Le combat de Rennes contre l’ouverture dominicale des supermarchés

Gazette des communes / AFP, 14/11/11

Dans la région rennaise, élus et syndicalistes réclament l’application d’un accord local interdisant l’ouverture des supermarchés le dimanche, sans parvenir à obtenir l’appui du préfet qui seul peut donner une force légale à ce pacte.

Depuis plus d’un an, les manifestations dominicales se succèdent devant les deux seuls supermarchés du bassin rennais qui, depuis 2010, rompent un consensus local bien établi en ouvrant leurs portes le dimanche matin. Des barrages filtrants, avec des affluences allant d’une dizaine de personnes à une centaine le 9 octobre 2011, interpellent les clients sur les conséquences de cette ouverture dominicale pour les salariés ou la vie sociale.
Deux supermarchés refusent d’appliquer l’accord – Avec la signature en décembre 2010 d’un accord entre le Medef local, les représentants des commerçants et les syndicats de salariés, prévoyant la fermeture dominicale des commerces alimentaires de plus de 700 mètres carrés, les manifestants espéraient bien avoir obtenu gain de cause.

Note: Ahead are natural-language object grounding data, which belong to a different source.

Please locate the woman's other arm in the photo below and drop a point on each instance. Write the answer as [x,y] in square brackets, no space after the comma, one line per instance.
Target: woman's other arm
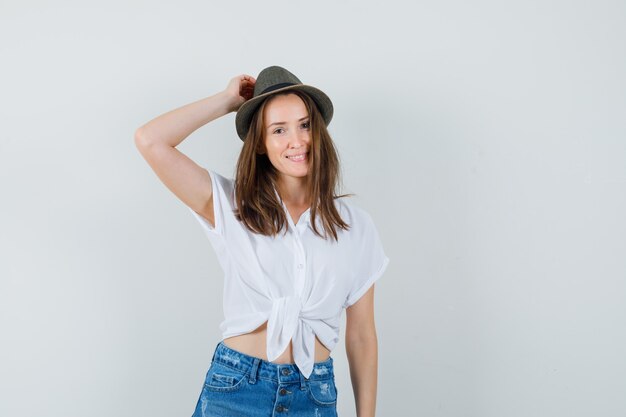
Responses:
[362,353]
[157,140]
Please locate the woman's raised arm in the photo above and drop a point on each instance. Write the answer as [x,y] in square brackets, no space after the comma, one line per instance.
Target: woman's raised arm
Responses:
[157,140]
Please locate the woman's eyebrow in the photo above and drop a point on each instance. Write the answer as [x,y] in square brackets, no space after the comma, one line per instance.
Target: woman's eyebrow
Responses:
[282,123]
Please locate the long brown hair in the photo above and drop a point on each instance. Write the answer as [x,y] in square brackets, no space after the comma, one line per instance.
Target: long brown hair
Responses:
[258,206]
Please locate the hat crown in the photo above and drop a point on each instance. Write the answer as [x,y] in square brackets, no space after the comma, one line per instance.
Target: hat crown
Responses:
[273,78]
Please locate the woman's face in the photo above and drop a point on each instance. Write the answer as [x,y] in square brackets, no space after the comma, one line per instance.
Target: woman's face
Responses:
[287,135]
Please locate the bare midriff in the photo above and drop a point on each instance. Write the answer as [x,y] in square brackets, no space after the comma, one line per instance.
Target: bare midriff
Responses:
[254,344]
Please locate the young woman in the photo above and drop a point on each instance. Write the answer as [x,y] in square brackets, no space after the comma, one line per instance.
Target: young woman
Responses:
[294,253]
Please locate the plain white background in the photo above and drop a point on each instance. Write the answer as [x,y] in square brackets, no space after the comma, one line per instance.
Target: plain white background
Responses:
[487,139]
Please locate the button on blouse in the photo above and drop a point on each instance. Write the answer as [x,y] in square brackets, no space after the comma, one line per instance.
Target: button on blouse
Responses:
[298,282]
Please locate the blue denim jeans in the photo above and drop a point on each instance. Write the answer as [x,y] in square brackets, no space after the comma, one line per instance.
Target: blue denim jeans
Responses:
[239,385]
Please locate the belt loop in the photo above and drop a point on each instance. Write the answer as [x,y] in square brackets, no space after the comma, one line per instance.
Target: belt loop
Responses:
[254,370]
[215,351]
[302,381]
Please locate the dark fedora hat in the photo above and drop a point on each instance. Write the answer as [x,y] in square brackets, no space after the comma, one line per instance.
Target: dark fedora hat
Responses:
[272,80]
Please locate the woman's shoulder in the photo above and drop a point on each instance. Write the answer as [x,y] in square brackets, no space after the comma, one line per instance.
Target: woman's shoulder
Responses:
[352,212]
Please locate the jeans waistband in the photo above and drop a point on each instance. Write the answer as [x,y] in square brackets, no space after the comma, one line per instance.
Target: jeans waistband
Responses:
[279,372]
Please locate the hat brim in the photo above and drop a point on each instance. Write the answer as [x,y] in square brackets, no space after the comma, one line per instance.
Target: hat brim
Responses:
[248,108]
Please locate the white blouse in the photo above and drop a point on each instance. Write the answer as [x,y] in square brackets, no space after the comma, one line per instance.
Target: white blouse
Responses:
[298,282]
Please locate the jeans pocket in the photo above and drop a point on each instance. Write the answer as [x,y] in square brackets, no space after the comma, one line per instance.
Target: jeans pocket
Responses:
[223,378]
[323,392]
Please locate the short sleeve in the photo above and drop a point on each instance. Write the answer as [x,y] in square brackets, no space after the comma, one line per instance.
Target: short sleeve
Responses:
[371,262]
[222,205]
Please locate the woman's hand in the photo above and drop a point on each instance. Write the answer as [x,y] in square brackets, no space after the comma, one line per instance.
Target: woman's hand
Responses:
[240,89]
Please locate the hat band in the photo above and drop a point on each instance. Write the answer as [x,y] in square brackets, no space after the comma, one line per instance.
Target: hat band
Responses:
[275,87]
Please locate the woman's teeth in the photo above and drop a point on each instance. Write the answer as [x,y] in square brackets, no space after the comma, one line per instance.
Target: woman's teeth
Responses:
[297,158]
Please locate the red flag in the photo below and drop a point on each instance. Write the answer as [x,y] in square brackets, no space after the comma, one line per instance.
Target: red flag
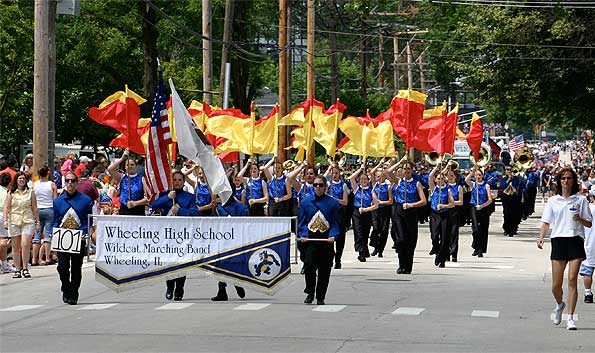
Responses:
[157,171]
[408,109]
[121,111]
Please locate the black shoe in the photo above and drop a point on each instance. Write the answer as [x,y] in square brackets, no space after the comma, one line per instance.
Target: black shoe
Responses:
[309,299]
[220,297]
[178,296]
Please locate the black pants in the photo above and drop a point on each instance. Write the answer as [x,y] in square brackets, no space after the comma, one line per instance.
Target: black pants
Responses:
[529,202]
[70,271]
[380,227]
[340,243]
[362,223]
[511,208]
[481,225]
[280,209]
[440,232]
[319,261]
[405,230]
[454,230]
[176,285]
[135,211]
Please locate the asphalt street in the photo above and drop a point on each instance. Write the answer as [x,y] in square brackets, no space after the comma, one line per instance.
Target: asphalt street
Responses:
[499,303]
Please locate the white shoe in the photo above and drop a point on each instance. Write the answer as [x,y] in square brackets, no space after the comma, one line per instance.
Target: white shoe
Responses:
[558,313]
[570,324]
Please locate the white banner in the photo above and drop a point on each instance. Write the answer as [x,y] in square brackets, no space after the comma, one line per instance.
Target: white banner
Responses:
[67,240]
[247,251]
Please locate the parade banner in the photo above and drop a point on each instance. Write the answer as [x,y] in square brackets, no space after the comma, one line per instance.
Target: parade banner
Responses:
[134,251]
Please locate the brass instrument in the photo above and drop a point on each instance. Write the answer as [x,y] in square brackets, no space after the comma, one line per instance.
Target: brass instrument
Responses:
[523,158]
[484,156]
[289,164]
[453,166]
[433,158]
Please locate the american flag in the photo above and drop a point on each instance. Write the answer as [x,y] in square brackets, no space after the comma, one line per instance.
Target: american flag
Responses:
[157,171]
[517,143]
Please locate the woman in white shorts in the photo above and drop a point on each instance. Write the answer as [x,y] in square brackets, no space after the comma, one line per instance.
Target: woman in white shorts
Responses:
[22,220]
[568,213]
[4,239]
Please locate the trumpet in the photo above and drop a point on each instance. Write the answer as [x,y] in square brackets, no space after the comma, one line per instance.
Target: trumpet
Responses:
[433,158]
[289,164]
[523,159]
[484,156]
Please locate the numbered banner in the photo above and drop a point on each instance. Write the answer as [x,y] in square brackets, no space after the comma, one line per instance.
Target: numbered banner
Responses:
[67,240]
[246,251]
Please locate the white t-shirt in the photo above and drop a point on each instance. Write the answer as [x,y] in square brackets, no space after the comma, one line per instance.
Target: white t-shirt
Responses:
[590,242]
[557,214]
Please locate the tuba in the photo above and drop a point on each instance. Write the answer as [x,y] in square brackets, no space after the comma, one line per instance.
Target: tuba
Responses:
[433,158]
[523,158]
[484,156]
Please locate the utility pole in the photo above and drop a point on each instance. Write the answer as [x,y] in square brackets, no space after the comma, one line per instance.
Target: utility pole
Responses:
[225,52]
[282,77]
[396,64]
[310,63]
[380,62]
[421,72]
[207,54]
[41,72]
[52,85]
[409,67]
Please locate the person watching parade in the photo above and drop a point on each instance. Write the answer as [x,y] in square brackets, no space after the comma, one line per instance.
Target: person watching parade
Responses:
[71,211]
[318,225]
[132,193]
[567,213]
[176,202]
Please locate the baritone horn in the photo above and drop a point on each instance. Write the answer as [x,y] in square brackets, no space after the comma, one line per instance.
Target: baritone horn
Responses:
[523,158]
[433,158]
[484,156]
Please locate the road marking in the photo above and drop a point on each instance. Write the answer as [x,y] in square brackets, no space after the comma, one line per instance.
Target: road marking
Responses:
[252,306]
[485,313]
[174,306]
[21,307]
[408,311]
[565,317]
[329,308]
[97,306]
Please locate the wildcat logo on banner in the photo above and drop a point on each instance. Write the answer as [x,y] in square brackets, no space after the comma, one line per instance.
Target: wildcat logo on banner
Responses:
[247,251]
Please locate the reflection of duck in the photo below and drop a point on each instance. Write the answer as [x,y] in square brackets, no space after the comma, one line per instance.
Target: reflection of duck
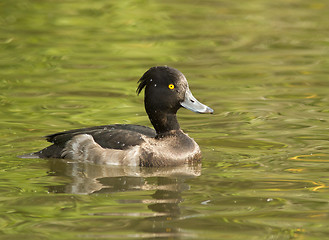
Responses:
[166,90]
[160,189]
[90,178]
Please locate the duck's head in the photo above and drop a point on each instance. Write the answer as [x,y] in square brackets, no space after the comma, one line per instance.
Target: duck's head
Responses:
[167,90]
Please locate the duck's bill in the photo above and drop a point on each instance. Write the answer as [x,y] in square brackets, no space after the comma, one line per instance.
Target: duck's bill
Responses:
[191,103]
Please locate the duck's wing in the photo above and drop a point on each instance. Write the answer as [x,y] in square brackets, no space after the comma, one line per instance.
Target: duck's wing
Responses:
[118,136]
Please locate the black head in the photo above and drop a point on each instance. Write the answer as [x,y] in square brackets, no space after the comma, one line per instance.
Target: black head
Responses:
[167,90]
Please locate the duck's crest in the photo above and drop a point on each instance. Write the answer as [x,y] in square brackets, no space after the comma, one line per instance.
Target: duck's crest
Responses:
[144,80]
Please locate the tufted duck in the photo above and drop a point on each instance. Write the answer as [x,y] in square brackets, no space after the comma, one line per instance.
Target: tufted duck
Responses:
[166,90]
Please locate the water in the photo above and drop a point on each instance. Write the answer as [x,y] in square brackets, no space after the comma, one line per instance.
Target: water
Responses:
[261,65]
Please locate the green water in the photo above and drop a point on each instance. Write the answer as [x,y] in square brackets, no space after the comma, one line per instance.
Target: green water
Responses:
[261,65]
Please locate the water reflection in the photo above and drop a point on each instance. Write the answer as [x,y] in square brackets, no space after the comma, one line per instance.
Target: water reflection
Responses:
[167,183]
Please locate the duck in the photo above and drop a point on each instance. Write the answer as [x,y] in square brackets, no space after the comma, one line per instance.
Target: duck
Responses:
[166,91]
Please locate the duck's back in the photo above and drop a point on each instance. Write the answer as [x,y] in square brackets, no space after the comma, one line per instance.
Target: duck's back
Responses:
[118,136]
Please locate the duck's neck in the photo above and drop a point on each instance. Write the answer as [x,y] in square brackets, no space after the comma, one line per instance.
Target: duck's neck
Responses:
[163,122]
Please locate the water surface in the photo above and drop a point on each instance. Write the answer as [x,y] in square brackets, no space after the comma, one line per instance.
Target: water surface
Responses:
[261,65]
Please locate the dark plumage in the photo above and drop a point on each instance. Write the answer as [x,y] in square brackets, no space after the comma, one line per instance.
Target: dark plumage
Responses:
[166,90]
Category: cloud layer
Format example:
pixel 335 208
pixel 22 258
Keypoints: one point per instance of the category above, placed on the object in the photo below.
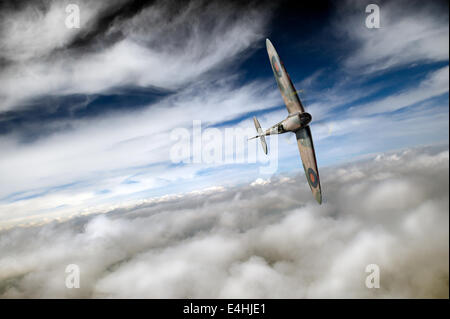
pixel 265 240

Mais ces deux supermarchés Intermarché et Casino refusent d’appliquer l’accord, et le préfet refuse de le rendre obligatoire, comme il en a la possibilité.

Pour le préfet, Michel Cadot, l’attitude des deux supermarchés contestataires prouve qu’il y a « rupture du consensus » sur la question. Il faut prendre en compte « l’évolution des conditions de vie de la population », souligne-t-il, en pointant également les problèmes de concurrence avec les supermarchés du reste du département, non soumis à l’accord.

En contradiction avec le choix récent du législateur – De plus, il faut éviter de « restreindre un droit (à l’ouverture le dimanche) récemment confirmé par le législateur », fait-il valoir, en allusion à la loi Mallié de 2009 sur le travail dominical. Le préfet a d’ailleurs reçu cette semaine le soutien public du gouvernement, via un message du secrétaire d’Etat à la consommation Frédéric Lefevbre, publié dans la presse.

Mais élus, syndicalistes et simples militants de la cause dominicale ne décolèrent pas contre la décision de l’Etat. « C’est un déni de démocratie sociale », estime Eric Fouré, du collectif « commerce » de la CGT d’Ille-et-Vilaine, qui prépare une nouvelle manifestation avec les autres syndicats de salariés le dimanche 20 novembre.

Consensus des élus – « Il y a un consensus des élus pour la fermeture dominicale, toutes tendances confondues » au nom notamment de la défense du commerce de proximité, renchérit Honoré Puil, vice-président PRG de l’agglomération rennaise, en charge de l’urbanisme commercial. « Le consommateur n’est pas sans ressources le dimanche, il y a de plus petits magasins qui peuvent ouvrir sans problème », souligne M. Puil.

Pivot du collectif qui manifeste le dimanche devant l’Intermarché de La Mézière, au nord de Rennes, Alain Visset, un retraité du commerce, n’entend pas non plus baisser les bras face à un supermarché « qui n’a aucun autre but que de piquer le chiffre d’affaires des concurrents ». « Au moins nos manifestations ont contenu les tentations d’ouverture ailleurs », souligne-t-il. Le travail dominical « ne rapporte rien de plus ou presque aux caissières, qui ne sont pas payées double ce jour là », contrairement à une opinion répandue, souligne-t-il.

Travail des étudiants – Mais le patron de l’Intermarché en cause, Cédric Ducable, n’en démord pas non plus. « Si on ouvre le dimanche, c’est qu’il y a une nécessité pour nos entreprises », estime-t-il, en soulignant qu’il fait travailler le dimanche « des étudiants », et que ses rayons de détail (boucherie, fromages…) restent fermés. « J’ai 25 salariés, il faut qu’on s’en sorte », estime-t-il.